On the surface, it sounds simply like humane practice. But doing so also reduces unnecessary movement and cuts down on the calories needed to get the chickens to the desired weight, which means savings for the producer in terms of reduced expenditure on feed. The price of feed these days is high, with corn selling for an average of $8 per bushel. So keeping the chickens calm is also friendly to producers' bottom lines.

On the other hand, chickens that are raised outdoors are exposed to the elements, says Thaxton, and unprotected from predators, which she argues, results in more suffering for the animals. She also says that the old-fashioned way of killing chickens — by hand, not by machine, without stunning them first — results in more suffering as well.

Glisson says that the birds are "contained because of all the things we're trying to keep out — rodents, insects, any kind of animals, and first and foremost… the wild birds." These vectors, he argues, carry disease.

And when it comes to disease, avian flu, of course, springs to mind. "The natural ecology of those viruses [that cause bird flu]… they are spread by wild birds, primarily by migrating," says Glisson. "So we know that the migration of birds from Asia to the U.S. is almost nonexistent… We're more concerned about avian influenza viruses that are already in the Americas, because of north-south migration."

Jim Perdue believes that the biggest risk with respect to an outbreak of avian influenza would come not from industrial producers, but from backyard farmers. "What worries me is more and more people raising backyard flocks that are totally unchecked… every one of our flocks is checked," he says.

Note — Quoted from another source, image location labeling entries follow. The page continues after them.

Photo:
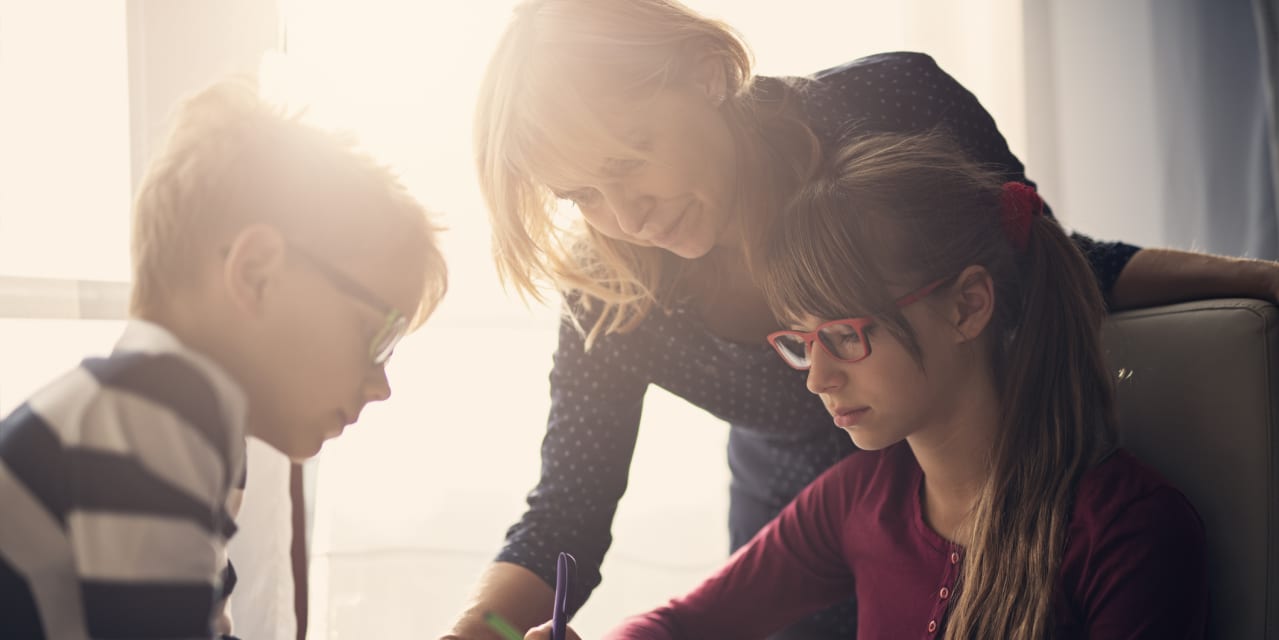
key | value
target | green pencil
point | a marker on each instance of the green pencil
(503, 627)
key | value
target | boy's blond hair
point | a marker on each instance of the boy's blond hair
(234, 159)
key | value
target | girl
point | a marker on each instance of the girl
(647, 118)
(954, 334)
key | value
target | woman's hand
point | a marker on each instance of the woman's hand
(544, 632)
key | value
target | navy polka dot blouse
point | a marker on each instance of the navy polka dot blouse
(780, 437)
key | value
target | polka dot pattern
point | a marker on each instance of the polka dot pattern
(780, 437)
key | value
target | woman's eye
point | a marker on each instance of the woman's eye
(618, 167)
(581, 197)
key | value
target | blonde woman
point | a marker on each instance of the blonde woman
(646, 117)
(954, 334)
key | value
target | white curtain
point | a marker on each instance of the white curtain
(1154, 122)
(415, 501)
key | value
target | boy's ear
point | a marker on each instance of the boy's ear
(973, 302)
(253, 261)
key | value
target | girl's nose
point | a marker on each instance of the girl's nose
(824, 375)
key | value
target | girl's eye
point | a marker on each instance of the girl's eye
(851, 338)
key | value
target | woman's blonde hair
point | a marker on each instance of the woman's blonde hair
(233, 159)
(904, 210)
(540, 119)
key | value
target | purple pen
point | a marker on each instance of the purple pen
(565, 571)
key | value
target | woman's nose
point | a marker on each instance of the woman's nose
(629, 208)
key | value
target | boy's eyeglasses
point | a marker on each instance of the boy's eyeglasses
(395, 324)
(843, 339)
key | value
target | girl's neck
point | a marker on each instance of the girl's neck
(954, 457)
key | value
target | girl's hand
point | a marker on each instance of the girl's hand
(544, 632)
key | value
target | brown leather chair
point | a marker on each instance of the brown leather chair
(1199, 401)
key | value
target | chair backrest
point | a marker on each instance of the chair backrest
(1199, 401)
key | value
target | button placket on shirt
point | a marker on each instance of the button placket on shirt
(944, 592)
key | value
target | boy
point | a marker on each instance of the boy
(275, 268)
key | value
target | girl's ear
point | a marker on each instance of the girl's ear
(253, 263)
(973, 302)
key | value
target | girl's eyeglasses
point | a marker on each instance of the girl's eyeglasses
(843, 339)
(395, 324)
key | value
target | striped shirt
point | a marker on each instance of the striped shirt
(118, 485)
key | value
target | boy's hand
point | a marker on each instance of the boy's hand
(544, 632)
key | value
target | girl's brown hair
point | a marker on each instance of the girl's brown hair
(906, 210)
(539, 120)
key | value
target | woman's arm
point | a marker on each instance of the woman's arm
(792, 567)
(586, 458)
(1161, 277)
(509, 590)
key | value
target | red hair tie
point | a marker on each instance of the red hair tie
(1018, 205)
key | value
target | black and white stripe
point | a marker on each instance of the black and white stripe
(114, 485)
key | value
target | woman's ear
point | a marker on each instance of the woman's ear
(710, 78)
(253, 261)
(973, 302)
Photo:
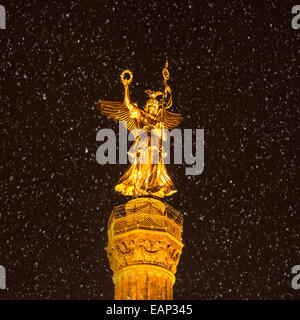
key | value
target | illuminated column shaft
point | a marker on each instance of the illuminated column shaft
(143, 284)
(144, 248)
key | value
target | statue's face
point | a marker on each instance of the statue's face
(152, 107)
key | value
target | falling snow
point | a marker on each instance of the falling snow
(233, 74)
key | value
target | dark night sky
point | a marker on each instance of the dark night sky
(233, 73)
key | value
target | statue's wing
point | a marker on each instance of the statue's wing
(171, 120)
(117, 111)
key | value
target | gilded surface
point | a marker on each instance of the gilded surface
(145, 176)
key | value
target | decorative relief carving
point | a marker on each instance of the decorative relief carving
(144, 251)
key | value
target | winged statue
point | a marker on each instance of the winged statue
(145, 177)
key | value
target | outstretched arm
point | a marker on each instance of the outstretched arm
(133, 108)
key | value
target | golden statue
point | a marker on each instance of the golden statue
(144, 177)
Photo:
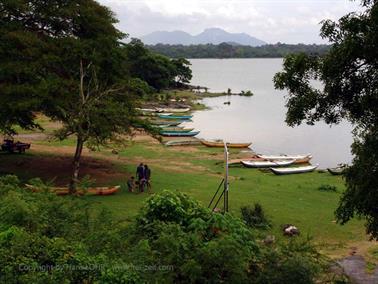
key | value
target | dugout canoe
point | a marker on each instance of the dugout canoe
(221, 144)
(284, 157)
(293, 170)
(179, 134)
(182, 117)
(176, 129)
(266, 164)
(108, 190)
(174, 110)
(182, 142)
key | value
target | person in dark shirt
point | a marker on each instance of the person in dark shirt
(140, 173)
(147, 176)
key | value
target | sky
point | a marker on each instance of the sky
(285, 21)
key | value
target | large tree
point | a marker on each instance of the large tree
(349, 76)
(63, 58)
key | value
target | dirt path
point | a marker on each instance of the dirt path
(355, 267)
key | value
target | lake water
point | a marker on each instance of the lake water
(261, 118)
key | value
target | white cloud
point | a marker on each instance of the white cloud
(289, 21)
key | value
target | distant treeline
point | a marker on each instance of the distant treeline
(225, 50)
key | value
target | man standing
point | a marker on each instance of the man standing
(141, 178)
(147, 176)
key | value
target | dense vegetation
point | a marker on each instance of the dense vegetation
(225, 50)
(349, 75)
(49, 239)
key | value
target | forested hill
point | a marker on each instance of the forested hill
(229, 50)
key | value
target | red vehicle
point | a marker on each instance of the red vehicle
(11, 146)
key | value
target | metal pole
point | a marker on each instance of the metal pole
(226, 178)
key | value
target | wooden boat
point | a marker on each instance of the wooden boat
(284, 157)
(175, 110)
(176, 129)
(166, 123)
(305, 160)
(179, 134)
(182, 142)
(337, 171)
(221, 144)
(90, 191)
(182, 117)
(266, 164)
(293, 170)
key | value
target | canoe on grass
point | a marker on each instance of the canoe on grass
(293, 170)
(182, 142)
(284, 157)
(183, 117)
(221, 144)
(266, 164)
(179, 134)
(337, 171)
(166, 123)
(176, 129)
(90, 191)
(305, 160)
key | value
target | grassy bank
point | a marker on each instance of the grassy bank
(197, 171)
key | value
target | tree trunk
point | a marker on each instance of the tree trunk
(76, 165)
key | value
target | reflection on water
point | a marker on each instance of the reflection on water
(260, 118)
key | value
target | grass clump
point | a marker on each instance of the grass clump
(327, 187)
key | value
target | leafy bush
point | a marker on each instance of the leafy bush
(47, 238)
(255, 217)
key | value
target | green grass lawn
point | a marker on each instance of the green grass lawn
(197, 171)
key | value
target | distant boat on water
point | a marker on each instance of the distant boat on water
(183, 117)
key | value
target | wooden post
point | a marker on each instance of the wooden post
(226, 185)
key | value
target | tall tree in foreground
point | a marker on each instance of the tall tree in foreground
(63, 59)
(349, 73)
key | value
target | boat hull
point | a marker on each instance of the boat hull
(183, 117)
(294, 170)
(179, 134)
(266, 164)
(221, 144)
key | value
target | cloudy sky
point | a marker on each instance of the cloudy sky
(289, 21)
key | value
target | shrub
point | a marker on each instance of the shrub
(47, 238)
(254, 216)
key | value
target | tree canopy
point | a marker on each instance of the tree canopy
(349, 76)
(229, 50)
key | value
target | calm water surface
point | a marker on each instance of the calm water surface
(260, 119)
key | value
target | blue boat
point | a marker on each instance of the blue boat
(183, 117)
(179, 134)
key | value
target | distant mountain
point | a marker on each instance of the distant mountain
(211, 35)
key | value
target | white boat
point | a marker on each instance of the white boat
(293, 170)
(284, 157)
(267, 164)
(175, 110)
(182, 142)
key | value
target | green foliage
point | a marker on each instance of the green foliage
(44, 237)
(349, 91)
(254, 216)
(225, 50)
(327, 187)
(157, 70)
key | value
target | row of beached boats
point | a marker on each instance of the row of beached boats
(282, 164)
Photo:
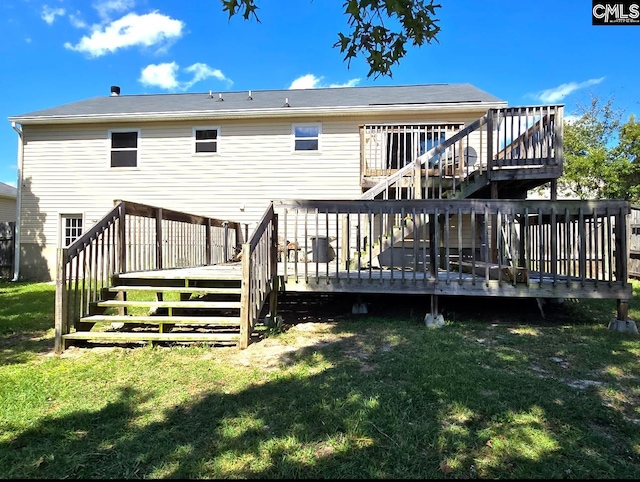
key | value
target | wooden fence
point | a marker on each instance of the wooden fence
(7, 249)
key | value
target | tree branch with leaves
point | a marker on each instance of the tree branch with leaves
(380, 29)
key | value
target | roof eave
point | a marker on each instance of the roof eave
(459, 107)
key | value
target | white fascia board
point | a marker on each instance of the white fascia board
(263, 113)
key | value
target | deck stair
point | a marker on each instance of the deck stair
(142, 308)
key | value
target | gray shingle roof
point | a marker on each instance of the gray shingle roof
(346, 97)
(8, 191)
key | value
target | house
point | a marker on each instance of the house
(416, 189)
(217, 154)
(8, 195)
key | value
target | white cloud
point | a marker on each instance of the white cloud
(165, 75)
(203, 71)
(49, 14)
(132, 29)
(310, 81)
(161, 75)
(558, 93)
(106, 7)
(77, 21)
(348, 83)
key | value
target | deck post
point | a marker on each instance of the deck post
(273, 296)
(490, 143)
(554, 189)
(159, 238)
(417, 180)
(494, 226)
(245, 298)
(434, 319)
(433, 268)
(122, 254)
(61, 313)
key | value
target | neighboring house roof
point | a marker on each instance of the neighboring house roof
(8, 191)
(326, 101)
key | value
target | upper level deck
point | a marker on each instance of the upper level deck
(517, 147)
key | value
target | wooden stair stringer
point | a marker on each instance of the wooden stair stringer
(207, 311)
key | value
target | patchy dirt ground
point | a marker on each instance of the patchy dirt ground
(310, 321)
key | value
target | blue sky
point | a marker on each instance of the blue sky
(59, 51)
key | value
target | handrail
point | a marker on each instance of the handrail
(473, 243)
(427, 156)
(259, 274)
(515, 137)
(134, 237)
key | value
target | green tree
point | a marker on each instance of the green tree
(591, 161)
(602, 155)
(380, 29)
(629, 152)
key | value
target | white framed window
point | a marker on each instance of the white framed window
(71, 226)
(206, 140)
(123, 147)
(306, 137)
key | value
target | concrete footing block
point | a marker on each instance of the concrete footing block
(359, 309)
(432, 321)
(627, 326)
(272, 321)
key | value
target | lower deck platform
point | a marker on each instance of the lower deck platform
(493, 280)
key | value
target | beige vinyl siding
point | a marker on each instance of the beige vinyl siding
(66, 170)
(7, 209)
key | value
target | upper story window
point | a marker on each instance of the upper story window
(306, 137)
(206, 139)
(124, 148)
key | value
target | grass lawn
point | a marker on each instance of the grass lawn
(498, 392)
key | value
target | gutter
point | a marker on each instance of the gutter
(315, 112)
(16, 257)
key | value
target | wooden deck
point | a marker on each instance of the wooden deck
(490, 280)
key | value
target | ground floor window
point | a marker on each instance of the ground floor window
(71, 228)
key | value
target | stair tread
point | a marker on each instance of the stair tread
(163, 319)
(170, 304)
(176, 289)
(121, 335)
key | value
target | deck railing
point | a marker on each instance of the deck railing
(471, 244)
(518, 137)
(135, 237)
(259, 274)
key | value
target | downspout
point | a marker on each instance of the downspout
(16, 257)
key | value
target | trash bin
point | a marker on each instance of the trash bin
(320, 249)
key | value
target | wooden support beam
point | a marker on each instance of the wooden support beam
(61, 320)
(245, 298)
(494, 226)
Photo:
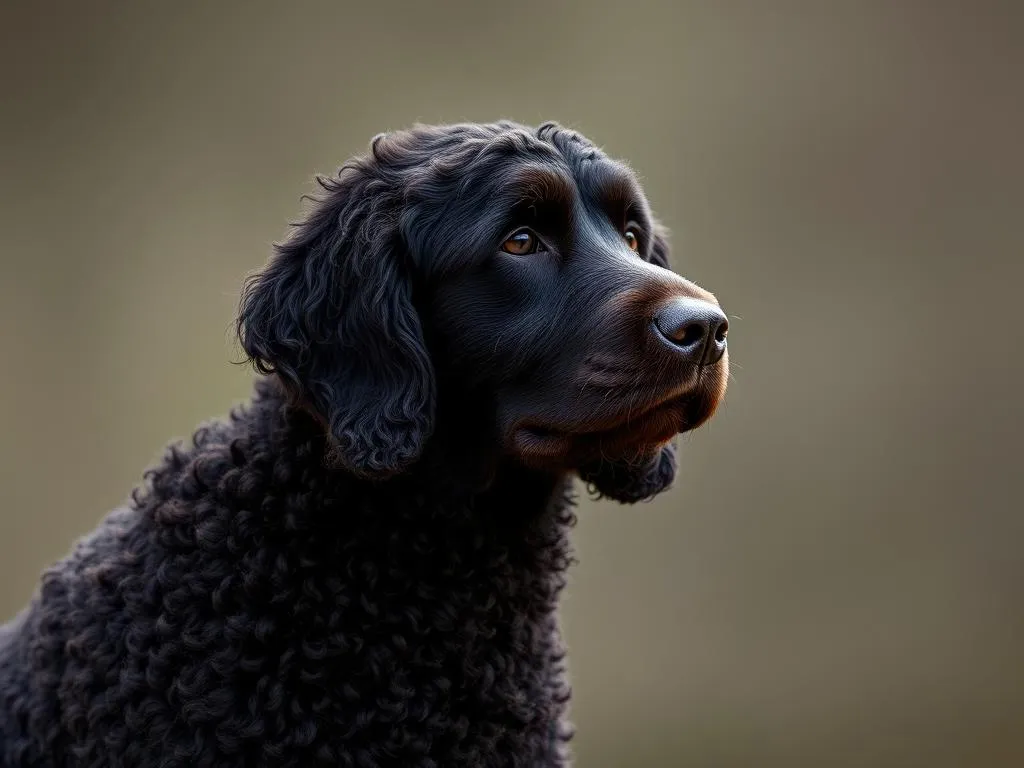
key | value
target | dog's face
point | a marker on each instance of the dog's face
(509, 280)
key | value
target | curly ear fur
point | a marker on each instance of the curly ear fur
(332, 315)
(632, 481)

Still, if even one infected chicken were to slip through the cracks at an industrial grower, it's hard not to imagine the virus sweeping through an entire flock virtually overnight in those crowded sheds. And, when it comes to more "everyday" worries, farmers like Salatin are more than happy to go up against the heavyweights. "I'd be happy to swab-test my chickens for salmonella, listeria, campylobacter, you name it…" His chickens, tested by an independent lab, register lower bacteria counts than industrially produced chickens, according to Pollan.

Who is right? Who is wrong? It's hard to say, but all we know is that whether it's done in a factory or outdoors, killing chickens is messy business. Pollan puts it best when he says, "… no matter how well it is masked or how far it is hidden away, this death smell — and the reality that gives rise to it — shadows the eating of any meat, industrial, organic, or whatever."